A Review on Machine Learning Assisted Handover Mechanisms for Future Generation Wireless Networks/strong>
Authors:-Priyanka Vishwakarma, Dr. Kamlesh Ahuja
Abstract-Machine Learning and Deep Learning Algorithms have been explored widely to identifyy potential avenues to optimize wireless networks. One such area happens to be a data driven model for initiating handover among multiple access techniques such as OFDM and NOMA. With increasing number of users and multimedia applications, bandwidth efficiency in cellular networks has become a critical aspect for system design. Bandwidth is a vital resource shared by wireless networks. Hence its in critical to enhance bandwidth efficiency.
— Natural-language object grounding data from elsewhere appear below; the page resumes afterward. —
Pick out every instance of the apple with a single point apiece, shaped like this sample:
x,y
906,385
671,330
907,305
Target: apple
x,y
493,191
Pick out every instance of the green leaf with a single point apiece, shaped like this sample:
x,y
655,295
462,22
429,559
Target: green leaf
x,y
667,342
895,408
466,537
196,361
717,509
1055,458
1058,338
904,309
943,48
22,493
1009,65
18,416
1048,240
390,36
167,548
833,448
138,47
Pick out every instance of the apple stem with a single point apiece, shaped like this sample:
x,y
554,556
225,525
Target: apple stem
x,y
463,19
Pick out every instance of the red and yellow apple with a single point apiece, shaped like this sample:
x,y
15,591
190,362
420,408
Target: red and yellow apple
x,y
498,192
Orthogonal Frequency Division Multiplexing (OFDM) and Non-Orthogonal Multiple access (NOMA) have been the leading contenders for modern wireless networks. NOMA is a technique in which multiple users data is separated in the power domain. A typical wireless system generally has the capability of automatic fall back or handover. In such cases, there can be a switching from one of the technologies to another parallel or co-existing technology in case of changes in system parameters such as Bit Error Rate (BER) etc. This paper presents a review on existing machine learning based approaches for handover prediction in future generation wireless networks. The salient features of each of the approaches has been highlighted along with identifying potential research gaps.